Look at the biggest recurring expenses for most people: housing and utilities, food, and clothing. Reduce or eliminate one budget item in these categories for three months. If you eat out three times a week, reduce that to once a month for just three months. If you are spending $100.00 per month on entertainment, replace one paid expenditure with one free one every week until you cut your outflow by half or more, depending on your goals. Watch for sales on recurring expense items and delay your purchases until the price is right.
- Six Steps to Six-Figure Savings: learn how to develop savings habits.
- 66 Ways to Save Money: painless savings.
- Cheapest Days to Buy Certain Items: sales and bargains by day.
- Bankrate tips: some expenses that you should avoid cutting.
- Dollar Stretcher: weekly money saving tips newsletter.
Retirement
Investing a portion of your savings is a great way to reach financial goals more quickly and to accumulate funds for retirement. It is also important to know how much income you can expect from Social Security.

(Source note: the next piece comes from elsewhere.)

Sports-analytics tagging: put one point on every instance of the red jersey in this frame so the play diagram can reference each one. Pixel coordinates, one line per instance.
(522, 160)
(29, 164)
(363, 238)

Before you jump into the investment arena, do some research and develop a plan that gives you a good rate of return with the least risk of loss.
- Investopedia: learn investing basics.
- Top 10 Ways to Prepare for Retirement: planning for retirement at any age.
- Financial Planning and Retirement: financial planning before and after retirement.
A person that starts saving for retirement at age 25 could accumulate a million dollars by age 65. One of the keys to making investing work for you is to reinvest your earnings along with the amount that you have set aside. This way, your earnings increase without requiring a larger portion of your budget.